Non invasive cardiac output monitoring

Non invasive cardiac output monitoring

Conventionally, measurement of cardiac output was done invasively. Initially with dye dilution techniques and later by thermodilution techniques. Both needed pulmonary artery catheterization, which in turn was likely to cause morbidity if used for continuous monitoring. Almost all non-invasive cardiac imaging modalities like echocardiography, computed tomography, magnetic resonance imaging and nuclear imaging can measure cardiac output. But these are not suitable for bedside monitoring, though echocardiography may be used for intermittent bedside assessment.

Assessment of cardiac output though desirable, was most often time consuming and hence often it was replaced by blood pressure monitoring in the intensive care setting. An adequate blood pressure need not mean good tissue perfusion. Hence the role of non-invasive cardiac output monitoring.

Several technologies with varying accuracy exist for non-invasive or minimally invasive monitoring of cardiac output in the intensive care unit, emergency department and operation theatre.
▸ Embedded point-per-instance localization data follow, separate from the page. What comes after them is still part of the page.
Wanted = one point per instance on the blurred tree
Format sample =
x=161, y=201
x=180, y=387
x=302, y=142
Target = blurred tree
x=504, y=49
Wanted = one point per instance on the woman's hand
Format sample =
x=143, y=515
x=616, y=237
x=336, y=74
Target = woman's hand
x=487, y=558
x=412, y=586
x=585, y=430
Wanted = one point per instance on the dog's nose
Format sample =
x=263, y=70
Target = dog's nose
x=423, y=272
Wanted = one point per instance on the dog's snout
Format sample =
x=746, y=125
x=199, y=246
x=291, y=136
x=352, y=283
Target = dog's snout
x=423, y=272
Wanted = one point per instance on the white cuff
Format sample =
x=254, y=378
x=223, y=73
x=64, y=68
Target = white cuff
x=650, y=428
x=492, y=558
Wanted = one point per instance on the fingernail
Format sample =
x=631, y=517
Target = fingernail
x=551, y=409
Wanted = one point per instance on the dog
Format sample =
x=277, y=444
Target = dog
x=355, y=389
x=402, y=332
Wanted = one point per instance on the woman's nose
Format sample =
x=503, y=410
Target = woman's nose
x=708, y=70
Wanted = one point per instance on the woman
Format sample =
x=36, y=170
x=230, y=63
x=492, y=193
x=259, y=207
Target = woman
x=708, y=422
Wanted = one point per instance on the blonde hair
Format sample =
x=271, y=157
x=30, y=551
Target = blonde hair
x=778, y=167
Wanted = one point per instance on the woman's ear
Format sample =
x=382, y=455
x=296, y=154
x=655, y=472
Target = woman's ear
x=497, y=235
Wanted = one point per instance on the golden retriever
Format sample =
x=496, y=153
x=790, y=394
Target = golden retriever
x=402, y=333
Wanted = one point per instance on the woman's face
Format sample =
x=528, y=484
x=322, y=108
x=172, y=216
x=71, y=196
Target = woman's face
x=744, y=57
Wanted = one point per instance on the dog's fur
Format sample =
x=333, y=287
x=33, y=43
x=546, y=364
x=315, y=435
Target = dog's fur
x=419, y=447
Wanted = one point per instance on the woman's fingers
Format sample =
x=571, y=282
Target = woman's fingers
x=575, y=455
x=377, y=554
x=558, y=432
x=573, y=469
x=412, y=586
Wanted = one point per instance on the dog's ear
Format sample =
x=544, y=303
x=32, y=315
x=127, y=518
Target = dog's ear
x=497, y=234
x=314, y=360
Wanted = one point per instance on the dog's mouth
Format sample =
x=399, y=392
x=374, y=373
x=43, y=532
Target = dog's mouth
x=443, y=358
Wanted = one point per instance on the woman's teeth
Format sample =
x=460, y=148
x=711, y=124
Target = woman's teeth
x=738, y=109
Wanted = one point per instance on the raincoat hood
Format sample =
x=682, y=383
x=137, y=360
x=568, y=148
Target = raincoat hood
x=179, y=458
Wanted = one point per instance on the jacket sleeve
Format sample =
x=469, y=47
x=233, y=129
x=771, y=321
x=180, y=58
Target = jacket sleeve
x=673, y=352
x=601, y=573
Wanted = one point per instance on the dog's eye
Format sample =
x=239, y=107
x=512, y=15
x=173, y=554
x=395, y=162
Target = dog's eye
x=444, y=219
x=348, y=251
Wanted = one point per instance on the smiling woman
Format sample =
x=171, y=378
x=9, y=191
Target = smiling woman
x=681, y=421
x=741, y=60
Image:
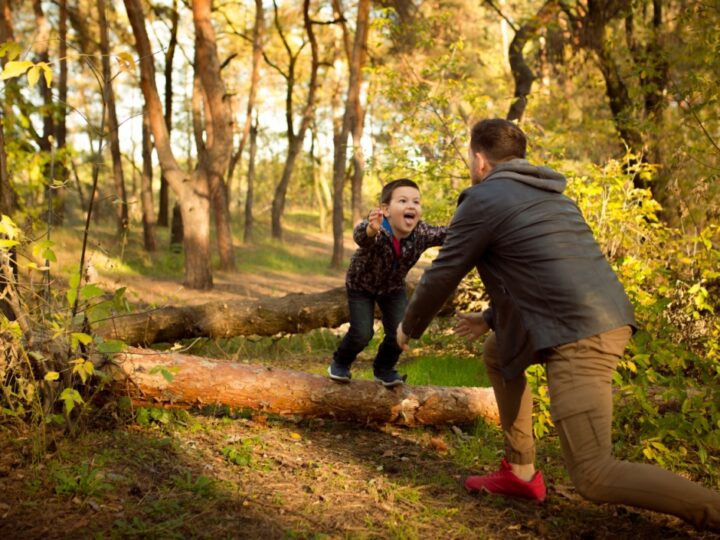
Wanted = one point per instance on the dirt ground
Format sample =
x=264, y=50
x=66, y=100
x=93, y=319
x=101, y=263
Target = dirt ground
x=229, y=474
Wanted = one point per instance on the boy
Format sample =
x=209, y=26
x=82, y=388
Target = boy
x=390, y=242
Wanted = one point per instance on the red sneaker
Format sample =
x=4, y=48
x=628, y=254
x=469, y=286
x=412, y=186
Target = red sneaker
x=504, y=482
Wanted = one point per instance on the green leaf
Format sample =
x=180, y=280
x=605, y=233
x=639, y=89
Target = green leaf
x=15, y=69
x=81, y=337
x=47, y=73
x=167, y=373
x=33, y=76
x=90, y=291
x=71, y=397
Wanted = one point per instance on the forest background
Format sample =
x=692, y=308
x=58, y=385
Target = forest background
x=180, y=141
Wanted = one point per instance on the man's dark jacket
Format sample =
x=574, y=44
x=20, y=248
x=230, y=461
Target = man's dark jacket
x=548, y=281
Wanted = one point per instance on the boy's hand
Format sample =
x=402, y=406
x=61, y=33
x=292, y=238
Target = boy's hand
x=402, y=339
x=374, y=221
x=471, y=325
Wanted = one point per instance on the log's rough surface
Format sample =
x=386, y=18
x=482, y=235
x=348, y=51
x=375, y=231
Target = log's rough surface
x=198, y=381
x=295, y=313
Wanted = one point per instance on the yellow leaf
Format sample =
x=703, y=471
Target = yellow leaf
x=33, y=75
x=15, y=69
x=126, y=60
x=47, y=72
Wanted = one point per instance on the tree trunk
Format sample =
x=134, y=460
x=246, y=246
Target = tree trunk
x=295, y=313
x=42, y=45
x=295, y=140
x=522, y=74
x=176, y=229
x=218, y=128
x=258, y=36
x=349, y=120
x=113, y=127
x=250, y=193
x=148, y=211
x=164, y=202
x=202, y=381
x=7, y=194
x=61, y=124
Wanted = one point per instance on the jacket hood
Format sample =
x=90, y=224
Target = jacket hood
x=533, y=175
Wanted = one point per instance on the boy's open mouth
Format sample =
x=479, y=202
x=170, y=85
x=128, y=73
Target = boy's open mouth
x=409, y=218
Some of the methods are pulse wave transit time, non-invasive pulse contour analysis, thoracic electrical bioimpedance, esophageal Doppler and partial carbon dioxide rebreathing [1].
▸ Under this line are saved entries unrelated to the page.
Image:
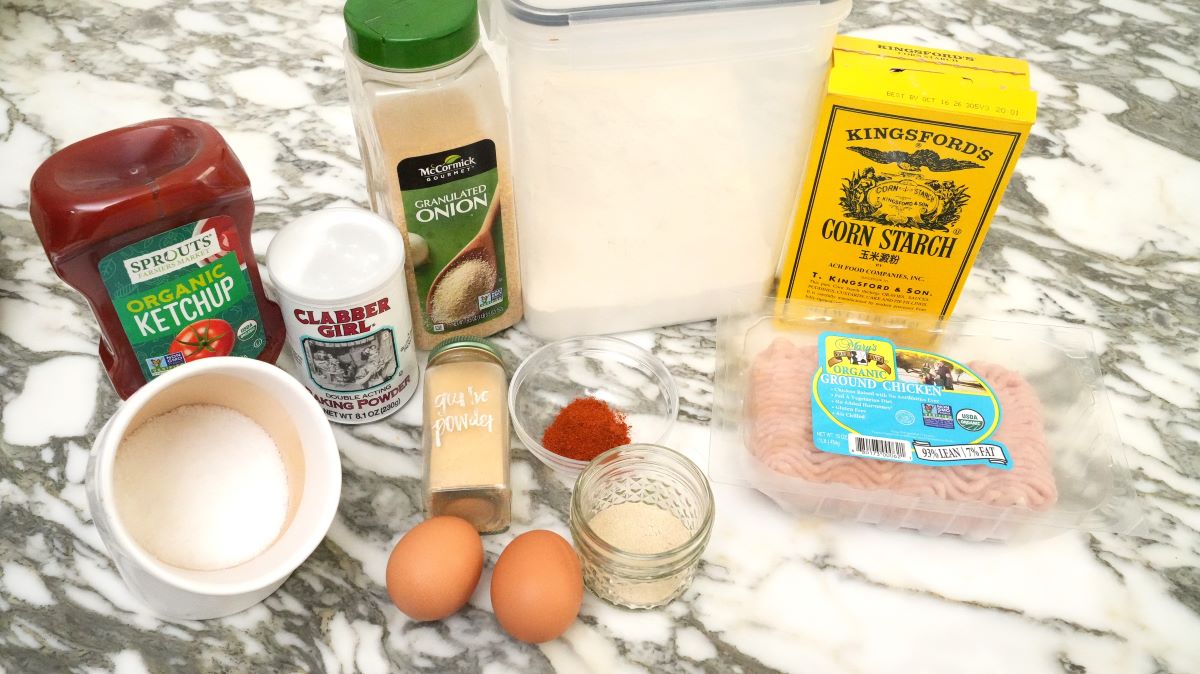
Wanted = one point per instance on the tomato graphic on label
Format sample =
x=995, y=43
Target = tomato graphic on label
x=227, y=238
x=204, y=338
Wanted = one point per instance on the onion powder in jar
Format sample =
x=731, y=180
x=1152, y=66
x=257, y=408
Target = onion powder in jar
x=340, y=280
x=641, y=517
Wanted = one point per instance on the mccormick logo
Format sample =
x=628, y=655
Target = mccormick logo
x=453, y=164
x=166, y=260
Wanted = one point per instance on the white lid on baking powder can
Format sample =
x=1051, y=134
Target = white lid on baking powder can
x=340, y=280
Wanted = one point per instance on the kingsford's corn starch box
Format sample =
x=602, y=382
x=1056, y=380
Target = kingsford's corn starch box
x=913, y=150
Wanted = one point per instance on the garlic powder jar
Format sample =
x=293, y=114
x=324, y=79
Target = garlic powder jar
x=340, y=280
x=466, y=434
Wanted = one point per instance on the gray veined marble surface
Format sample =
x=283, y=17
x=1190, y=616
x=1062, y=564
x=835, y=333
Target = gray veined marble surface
x=1098, y=228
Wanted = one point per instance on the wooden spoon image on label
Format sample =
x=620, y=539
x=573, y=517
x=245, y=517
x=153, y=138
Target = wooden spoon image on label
x=454, y=294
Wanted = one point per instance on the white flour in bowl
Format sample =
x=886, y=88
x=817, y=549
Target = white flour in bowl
x=201, y=487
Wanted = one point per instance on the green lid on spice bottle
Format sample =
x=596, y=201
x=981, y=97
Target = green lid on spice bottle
x=411, y=35
x=466, y=343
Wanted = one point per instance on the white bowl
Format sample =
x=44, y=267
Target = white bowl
x=288, y=413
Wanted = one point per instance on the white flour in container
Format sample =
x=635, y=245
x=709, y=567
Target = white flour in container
x=201, y=487
x=648, y=192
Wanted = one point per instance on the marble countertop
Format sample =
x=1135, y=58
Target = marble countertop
x=1097, y=229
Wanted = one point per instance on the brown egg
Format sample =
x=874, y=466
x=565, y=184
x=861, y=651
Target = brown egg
x=537, y=587
x=435, y=567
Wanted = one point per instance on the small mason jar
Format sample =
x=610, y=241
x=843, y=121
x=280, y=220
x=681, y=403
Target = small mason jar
x=466, y=434
x=641, y=558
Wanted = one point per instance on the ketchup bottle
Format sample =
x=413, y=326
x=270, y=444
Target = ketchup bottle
x=151, y=223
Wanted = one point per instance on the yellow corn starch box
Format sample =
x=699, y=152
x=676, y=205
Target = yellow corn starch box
x=911, y=157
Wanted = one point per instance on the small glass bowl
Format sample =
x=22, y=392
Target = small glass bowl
x=628, y=378
x=654, y=476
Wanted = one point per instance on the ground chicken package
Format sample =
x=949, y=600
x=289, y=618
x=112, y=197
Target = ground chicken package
x=912, y=154
x=985, y=429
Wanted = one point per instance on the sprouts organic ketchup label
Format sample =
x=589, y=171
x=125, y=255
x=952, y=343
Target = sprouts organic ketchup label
x=184, y=295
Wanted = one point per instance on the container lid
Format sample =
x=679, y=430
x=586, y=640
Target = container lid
x=475, y=343
x=336, y=256
x=411, y=34
x=562, y=12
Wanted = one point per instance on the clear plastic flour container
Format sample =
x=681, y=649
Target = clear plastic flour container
x=658, y=146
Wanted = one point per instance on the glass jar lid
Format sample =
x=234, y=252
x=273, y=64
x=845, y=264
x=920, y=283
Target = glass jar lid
x=462, y=343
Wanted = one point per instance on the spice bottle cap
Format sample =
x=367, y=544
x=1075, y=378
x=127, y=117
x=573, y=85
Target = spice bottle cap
x=411, y=34
x=466, y=343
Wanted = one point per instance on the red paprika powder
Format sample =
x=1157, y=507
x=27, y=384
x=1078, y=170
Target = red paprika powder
x=585, y=429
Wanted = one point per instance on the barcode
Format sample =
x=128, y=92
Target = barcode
x=880, y=447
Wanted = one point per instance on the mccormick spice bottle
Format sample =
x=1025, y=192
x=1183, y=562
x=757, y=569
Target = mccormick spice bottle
x=151, y=223
x=466, y=434
x=433, y=138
Though non-invasive monitoring is more convenient, studies have not shown equivalence with invasive monitoring. A meta-analysis by Peyton PJ et al showed  that the percentage of error ranged from 41.3% to 44.5% [2]. This was much higher than the acceptable 30% limit.

Bioimpedance method uses a low amplitude high frequency current passed across the chest and picks up the voltage developed to calculate the impedance. Thoracic impedance decreases when there is more blood in the aorta as blood contains water and iron. Partial carbon dioxide rebreathing technique uses a mask with facial seal. An extra loop of ventilatory circuit creates transient partial carbon dioxide rebreathing. Cardiac output is calculated using end tidal carbon dioxide values using Fick principle.
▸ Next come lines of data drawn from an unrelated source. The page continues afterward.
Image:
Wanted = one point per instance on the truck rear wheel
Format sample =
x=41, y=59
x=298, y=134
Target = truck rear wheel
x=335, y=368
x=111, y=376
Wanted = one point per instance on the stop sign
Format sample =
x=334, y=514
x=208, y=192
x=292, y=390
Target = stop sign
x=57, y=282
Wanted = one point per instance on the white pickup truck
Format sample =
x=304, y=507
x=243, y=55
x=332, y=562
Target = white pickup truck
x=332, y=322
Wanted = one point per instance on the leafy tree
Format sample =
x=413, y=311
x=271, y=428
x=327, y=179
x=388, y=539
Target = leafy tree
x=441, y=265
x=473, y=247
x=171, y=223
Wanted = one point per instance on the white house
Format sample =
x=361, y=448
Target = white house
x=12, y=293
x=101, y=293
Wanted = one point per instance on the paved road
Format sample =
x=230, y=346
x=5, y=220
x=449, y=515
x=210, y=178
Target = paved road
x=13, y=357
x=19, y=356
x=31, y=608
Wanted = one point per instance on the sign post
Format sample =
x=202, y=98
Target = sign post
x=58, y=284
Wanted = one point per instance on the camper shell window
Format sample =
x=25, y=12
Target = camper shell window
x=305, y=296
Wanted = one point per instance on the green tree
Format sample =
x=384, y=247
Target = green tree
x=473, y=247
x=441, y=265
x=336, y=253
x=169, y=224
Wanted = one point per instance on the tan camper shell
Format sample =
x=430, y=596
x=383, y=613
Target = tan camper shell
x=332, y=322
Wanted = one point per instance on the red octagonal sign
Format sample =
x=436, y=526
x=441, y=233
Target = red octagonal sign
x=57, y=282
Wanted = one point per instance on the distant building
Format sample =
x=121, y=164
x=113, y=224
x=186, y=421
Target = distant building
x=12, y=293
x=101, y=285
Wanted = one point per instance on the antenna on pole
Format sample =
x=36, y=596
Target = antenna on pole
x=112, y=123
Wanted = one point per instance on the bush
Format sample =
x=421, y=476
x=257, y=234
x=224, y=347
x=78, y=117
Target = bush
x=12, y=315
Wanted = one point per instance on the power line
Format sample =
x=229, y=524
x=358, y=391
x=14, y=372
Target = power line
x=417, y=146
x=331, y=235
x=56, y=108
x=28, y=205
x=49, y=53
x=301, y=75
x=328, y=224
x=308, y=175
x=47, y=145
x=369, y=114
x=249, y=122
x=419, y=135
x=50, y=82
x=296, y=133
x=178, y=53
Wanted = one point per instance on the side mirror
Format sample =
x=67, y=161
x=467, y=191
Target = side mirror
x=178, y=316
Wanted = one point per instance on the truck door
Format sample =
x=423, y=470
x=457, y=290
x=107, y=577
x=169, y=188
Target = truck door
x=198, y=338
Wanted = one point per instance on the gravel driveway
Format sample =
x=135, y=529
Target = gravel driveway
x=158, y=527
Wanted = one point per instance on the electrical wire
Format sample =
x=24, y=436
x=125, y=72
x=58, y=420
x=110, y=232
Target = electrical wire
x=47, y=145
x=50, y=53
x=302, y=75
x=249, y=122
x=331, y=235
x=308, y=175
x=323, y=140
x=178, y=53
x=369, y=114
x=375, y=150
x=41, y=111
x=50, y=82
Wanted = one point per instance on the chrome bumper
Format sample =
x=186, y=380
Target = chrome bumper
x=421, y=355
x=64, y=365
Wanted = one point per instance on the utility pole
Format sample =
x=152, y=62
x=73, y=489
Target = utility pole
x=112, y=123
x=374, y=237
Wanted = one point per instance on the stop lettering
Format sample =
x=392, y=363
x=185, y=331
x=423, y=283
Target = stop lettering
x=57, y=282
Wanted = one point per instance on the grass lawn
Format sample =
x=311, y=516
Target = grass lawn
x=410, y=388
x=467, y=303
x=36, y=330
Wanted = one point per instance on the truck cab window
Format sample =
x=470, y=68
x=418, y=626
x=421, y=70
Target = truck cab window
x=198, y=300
Pulse wave transit time is estimated from the time interval between R wave on the ECG and the peripheral pulse. Pulse wave transmit time is inversely correlated to the stroke volume. Special algorithms are used to calculate cardiac output from pulse wave transit time. Esophageal Doppler uses velocity time integral of aortic flow and aortic valve cross section area as in continuity equation to calculate the cardiac output [3]. This measurement is usually not continuous, but intermittent. Aortic valve area can be either predetermined or calculated using age and body weight.

Each of the techniques used has its own limitations in the intensive care setting with highly variable cardiac output. Most devices have been standardized using measurements in those with near normal cardiac output. The lack of accuracy in comparison with thermodilution technique is a major problem. Even thermodilution technique has its own limitations in the intensive care setting, so that there is no true gold standard for comparison of the other techniques.

References

  1. Joosten A, Desebbe O, Suehiro K, Murphy LS, Essiet M, Alexander B, Fischer MO, Barvais L, Van Obbergh L, Maucort-Boulch D, Cannesson M. Accuracy and precision of non-invasive cardiac output monitoring devices in perioperative medicine: a systematic review and meta-analysis. Br J Anaesth. 2017 Mar 1;118(3):298-310.
  2. Peyton PJ, Chong SW. Minimally invasive measurement of cardiac output during surgery and critical care: a meta-analysis of accuracy and precision. Anesthesiology. 2010 Nov;113(5):1220-35.
  3. Nguyen LS, Squara P. Non-Invasive Monitoring of Cardiac Output in Critical Care Medicine. Front Med (Lausanne). 2017 Nov 20;4:200.